Domes look better with slightly oblate proportions in Minecraft - height closer to 0.85× the equator diameter rather than 1.0×. A perfect hemisphere reads as visually tall in first-person because of the camera FOV. Trim the top 2-3 layers of a 21-diameter dome and the result looks more architecturally correct.
Odd vs even diameter - why it matters
An odd diameter (7, 9, 11,...) produces a single central block. The circle has perfect 4-fold rotational symmetry. Odd is the right choice for towers, fountains, watchtowers, and any structure with a single central feature (a spiral staircase, a beacon, a banner pole).

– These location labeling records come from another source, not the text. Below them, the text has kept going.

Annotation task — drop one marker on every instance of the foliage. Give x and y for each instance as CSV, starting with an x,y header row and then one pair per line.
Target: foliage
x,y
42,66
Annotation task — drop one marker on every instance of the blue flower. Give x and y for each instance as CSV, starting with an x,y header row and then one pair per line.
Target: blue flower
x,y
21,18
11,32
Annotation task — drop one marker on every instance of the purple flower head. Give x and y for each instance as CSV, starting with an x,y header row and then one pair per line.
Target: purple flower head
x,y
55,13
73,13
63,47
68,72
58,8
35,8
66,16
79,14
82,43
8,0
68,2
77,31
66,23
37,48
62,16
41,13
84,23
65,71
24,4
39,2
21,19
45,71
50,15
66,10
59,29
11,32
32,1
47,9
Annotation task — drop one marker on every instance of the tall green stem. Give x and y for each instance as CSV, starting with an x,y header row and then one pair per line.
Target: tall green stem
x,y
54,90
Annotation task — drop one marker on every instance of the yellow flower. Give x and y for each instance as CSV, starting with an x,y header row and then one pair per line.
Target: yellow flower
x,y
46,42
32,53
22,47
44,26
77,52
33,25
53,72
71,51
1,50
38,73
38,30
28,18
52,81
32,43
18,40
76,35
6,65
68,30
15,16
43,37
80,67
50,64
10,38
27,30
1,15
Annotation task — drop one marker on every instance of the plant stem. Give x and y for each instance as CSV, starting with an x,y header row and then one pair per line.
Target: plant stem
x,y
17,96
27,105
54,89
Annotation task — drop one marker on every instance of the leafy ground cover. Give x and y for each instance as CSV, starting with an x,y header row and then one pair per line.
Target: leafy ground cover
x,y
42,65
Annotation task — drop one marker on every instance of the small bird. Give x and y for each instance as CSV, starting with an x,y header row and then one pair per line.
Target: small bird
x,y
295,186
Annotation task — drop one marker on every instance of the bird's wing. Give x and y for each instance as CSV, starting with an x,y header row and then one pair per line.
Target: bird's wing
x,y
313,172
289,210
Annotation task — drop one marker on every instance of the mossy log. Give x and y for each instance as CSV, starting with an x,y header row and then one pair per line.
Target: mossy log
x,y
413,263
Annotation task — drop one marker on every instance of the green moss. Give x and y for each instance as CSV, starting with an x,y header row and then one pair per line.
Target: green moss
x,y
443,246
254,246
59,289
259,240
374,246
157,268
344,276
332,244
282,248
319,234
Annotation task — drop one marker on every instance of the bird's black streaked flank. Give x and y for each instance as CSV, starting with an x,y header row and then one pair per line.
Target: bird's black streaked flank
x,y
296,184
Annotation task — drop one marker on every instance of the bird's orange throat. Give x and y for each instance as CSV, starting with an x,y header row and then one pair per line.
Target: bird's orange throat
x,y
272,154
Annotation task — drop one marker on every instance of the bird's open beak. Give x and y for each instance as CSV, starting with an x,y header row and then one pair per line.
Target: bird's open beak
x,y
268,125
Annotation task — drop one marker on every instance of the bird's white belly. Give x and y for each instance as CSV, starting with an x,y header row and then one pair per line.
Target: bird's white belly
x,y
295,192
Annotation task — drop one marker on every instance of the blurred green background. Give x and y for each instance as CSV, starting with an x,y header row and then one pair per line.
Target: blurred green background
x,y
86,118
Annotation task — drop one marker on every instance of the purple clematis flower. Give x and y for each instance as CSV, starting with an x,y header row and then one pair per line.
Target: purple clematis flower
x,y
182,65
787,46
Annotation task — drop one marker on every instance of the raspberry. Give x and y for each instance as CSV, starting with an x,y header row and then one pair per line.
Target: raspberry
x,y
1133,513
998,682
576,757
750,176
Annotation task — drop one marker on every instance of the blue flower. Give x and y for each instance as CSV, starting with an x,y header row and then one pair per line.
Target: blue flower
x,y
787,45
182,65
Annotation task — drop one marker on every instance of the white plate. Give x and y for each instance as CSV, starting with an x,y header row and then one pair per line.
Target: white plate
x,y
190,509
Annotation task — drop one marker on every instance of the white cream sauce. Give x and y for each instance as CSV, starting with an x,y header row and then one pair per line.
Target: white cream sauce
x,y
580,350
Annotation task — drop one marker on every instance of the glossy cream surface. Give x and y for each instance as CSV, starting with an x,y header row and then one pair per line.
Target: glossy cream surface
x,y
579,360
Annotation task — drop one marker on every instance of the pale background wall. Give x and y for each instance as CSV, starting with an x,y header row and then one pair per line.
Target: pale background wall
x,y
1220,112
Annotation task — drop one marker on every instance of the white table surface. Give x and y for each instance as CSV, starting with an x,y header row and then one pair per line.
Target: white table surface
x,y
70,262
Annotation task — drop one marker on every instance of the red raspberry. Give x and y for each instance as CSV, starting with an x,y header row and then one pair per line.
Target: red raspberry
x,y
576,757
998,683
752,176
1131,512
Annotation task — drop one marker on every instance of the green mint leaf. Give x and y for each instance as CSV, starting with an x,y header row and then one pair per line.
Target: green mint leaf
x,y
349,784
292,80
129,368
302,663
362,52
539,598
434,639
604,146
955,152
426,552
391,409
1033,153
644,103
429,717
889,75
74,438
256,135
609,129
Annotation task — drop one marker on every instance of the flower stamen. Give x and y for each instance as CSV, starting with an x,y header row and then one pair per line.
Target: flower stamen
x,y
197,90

An even diameter (8, 10, 12,...) has a 2×2 centre and no single block at the middle. The symmetry is still 4-fold but offset by half a block. Even diameters are good for floor pads, helipads, and large open discs where the centre is just part of the floor. They look slightly off when used for towers because the "middle" of the tower is not a block but a corner.
A common beginner error is to use diameter 8 or 10 for a tower, then place a beacon or banner in the middle. There is no middle. You will end up with the feature offset by half a block in two directions, and the structure looks subtly wrong. Use diameter 7, 9, or 11 instead for any tower with a central feature.
Beyond circles - ovals, arcs, partial rings
The same rasterization principle covers other shapes. An oval (ellipse) uses two radii instead of one and the inequality (x/a)² + (y/b)² ≤ 1. Stadiums, racetracks, and elongated arenas are typical use-cases.
Partial rings (arcs) - useful for amphitheatres, balconies, and crescent moons - take a ring and mask off the parts you do not want. Most Minecraft mapping tools have an //arc or //sphere command that handles this with two angle parameters; building by hand means generating the full ring and removing blocks by sector.
Concentric circles (multiple rings of increasing radius around a common centre) are used for clock faces, mandala patterns, and large mosaic floors. Generate each ring separately and stack them - or use a filled disc with rings of different-coloured blocks for a mosaic effect.
Common build mistakes
Using a tiny diameter for a hollow tower. A diameter-5 hollow ring leaves no usable interior - it is a single-block-thick wall around a 3×3 floor. For walk-in towers, diameter 11 is the minimum for a comfortable interior; 15 is better.
Assuming the algorithm gives 8-fold symmetry on every diameter. The midpoint algorithm is 8-symmetric, but at small diameters the result can look 4-symmetric instead because half the symmetry pixels coincide. The asymmetry only emerges from diameter 9 upward.
Stacking identical circles for a "sphere." A cylinder of stacked identical circles is not a sphere - it is a cylinder. The layer diameters must shrink with distance from the equator using r_y = √(R² − y²). The generator above does one layer; for a full sphere, use a sphere generator or WorldEdit's //sphere command.
Counting blocks by the formula πr². The continuous-circle area formula is a good estimate but not the exact count. Rasterization can produce slightly more or fewer cells depending on whether the radius lands cleanly on a half-integer. The generator's reported count is exact; the formula's value is within a few percent for any practical diameter.